My Story To Tell
In January 2009, Brittany Hunsaker and Willa Johnson, of the Appalachian Media Institute, and I began a project together in Letcher County, Kentucky. Our initial idea was to promote dialogue and creativity among young people, partially in response to media portrayals of Eastern Kentuckians that perpetuated outsiders' "hillbilly" stereotypes. Brittany and Willa worked with students in local schools to make photographs about "success," “home” and “respect.”
From these pictures, we made 500 5”x7” postcards and passed them out to people in our community: youth groups, local businesses, church groups, senior citizens, friends and family. We asked them to write a story for us. We were amazed to read the complicated, beautiful, often intimate stories people wanted to share in response to our simple request.
In May, we transformed the abandoned old Post Office in Whitesburg into a temporary art space. In front of the PO boxes, we hung photographs. At the table where customers had previously opened their mail, we left blank postcards for exhibit-goers to fill out. Visitors were invited into the mail-sorting space, where we hung more photographs and works by local artists. We placed the filled-out postcards in the empty PO boxes for visitors to read. Willa used her mother’s decorations to set a dinner table in the middle of the space. At suppertime, we served a traditional Appalachian meal: soupbeans, corn bread and banana pudding.

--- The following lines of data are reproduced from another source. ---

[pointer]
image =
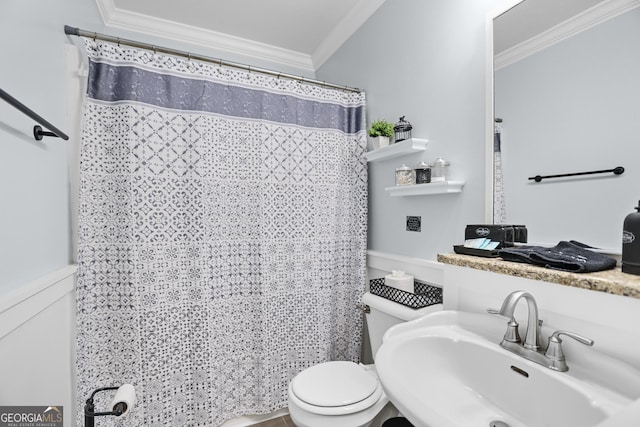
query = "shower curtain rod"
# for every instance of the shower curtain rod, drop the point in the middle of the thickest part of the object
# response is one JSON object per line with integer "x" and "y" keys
{"x": 93, "y": 35}
{"x": 38, "y": 132}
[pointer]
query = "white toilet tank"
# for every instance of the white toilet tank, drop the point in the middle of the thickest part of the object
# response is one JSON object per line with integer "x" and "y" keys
{"x": 384, "y": 313}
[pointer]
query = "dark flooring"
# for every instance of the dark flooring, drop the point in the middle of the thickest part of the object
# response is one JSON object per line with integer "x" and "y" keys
{"x": 278, "y": 422}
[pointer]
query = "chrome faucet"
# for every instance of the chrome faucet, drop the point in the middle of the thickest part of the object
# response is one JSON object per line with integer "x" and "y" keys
{"x": 552, "y": 357}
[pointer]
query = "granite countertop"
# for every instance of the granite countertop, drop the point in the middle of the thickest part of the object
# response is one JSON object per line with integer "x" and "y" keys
{"x": 610, "y": 281}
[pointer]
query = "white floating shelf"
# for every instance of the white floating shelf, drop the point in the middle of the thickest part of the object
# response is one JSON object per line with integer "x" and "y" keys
{"x": 398, "y": 149}
{"x": 444, "y": 187}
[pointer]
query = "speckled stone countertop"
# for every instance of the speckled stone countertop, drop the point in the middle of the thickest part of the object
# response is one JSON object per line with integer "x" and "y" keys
{"x": 610, "y": 281}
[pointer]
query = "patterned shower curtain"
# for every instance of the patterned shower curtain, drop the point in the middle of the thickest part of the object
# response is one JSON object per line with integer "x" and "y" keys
{"x": 222, "y": 235}
{"x": 499, "y": 204}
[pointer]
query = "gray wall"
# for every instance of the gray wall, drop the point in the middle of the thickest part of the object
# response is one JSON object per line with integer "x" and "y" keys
{"x": 424, "y": 59}
{"x": 34, "y": 196}
{"x": 569, "y": 108}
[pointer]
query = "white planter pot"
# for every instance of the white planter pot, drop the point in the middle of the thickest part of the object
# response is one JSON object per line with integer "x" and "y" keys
{"x": 379, "y": 142}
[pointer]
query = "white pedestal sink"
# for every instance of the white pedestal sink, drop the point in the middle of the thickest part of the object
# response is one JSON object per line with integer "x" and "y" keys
{"x": 448, "y": 370}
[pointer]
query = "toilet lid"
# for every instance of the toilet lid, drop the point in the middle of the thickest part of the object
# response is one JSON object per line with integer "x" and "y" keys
{"x": 334, "y": 384}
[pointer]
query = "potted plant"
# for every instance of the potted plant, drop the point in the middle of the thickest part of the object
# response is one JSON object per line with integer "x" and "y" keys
{"x": 380, "y": 131}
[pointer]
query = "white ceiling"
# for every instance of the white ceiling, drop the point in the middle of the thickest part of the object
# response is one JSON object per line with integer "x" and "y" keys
{"x": 294, "y": 33}
{"x": 532, "y": 17}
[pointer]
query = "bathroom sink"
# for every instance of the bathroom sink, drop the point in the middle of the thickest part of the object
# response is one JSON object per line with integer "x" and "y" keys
{"x": 447, "y": 369}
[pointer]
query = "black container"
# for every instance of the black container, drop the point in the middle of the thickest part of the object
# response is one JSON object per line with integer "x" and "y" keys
{"x": 631, "y": 243}
{"x": 423, "y": 173}
{"x": 495, "y": 232}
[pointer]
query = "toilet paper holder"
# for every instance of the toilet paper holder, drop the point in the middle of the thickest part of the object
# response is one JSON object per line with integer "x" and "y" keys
{"x": 122, "y": 402}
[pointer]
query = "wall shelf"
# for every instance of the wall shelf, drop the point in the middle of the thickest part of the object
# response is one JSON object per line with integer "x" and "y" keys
{"x": 398, "y": 149}
{"x": 445, "y": 187}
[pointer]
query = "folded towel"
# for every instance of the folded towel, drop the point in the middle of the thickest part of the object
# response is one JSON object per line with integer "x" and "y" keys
{"x": 566, "y": 256}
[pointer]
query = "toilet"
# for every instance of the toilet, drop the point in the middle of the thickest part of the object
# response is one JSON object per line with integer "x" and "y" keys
{"x": 346, "y": 394}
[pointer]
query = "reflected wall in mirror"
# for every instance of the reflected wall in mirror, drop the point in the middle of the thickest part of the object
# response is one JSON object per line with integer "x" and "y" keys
{"x": 569, "y": 99}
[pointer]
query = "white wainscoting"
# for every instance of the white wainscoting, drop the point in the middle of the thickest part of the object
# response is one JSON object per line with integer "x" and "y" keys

Afterwards, we documented our process in a book that shows how things like soupbeans, letters, and art-making, things that can happen anywhere, in any community, can bring people together in meaningful ways. After the exhibit, we sent out these postcards to people around the county, the country and the world. We like to imagine someone going to their mailbox in Harlan or Lexington or California or Jakarta and finding a picture and a story from Letcher County.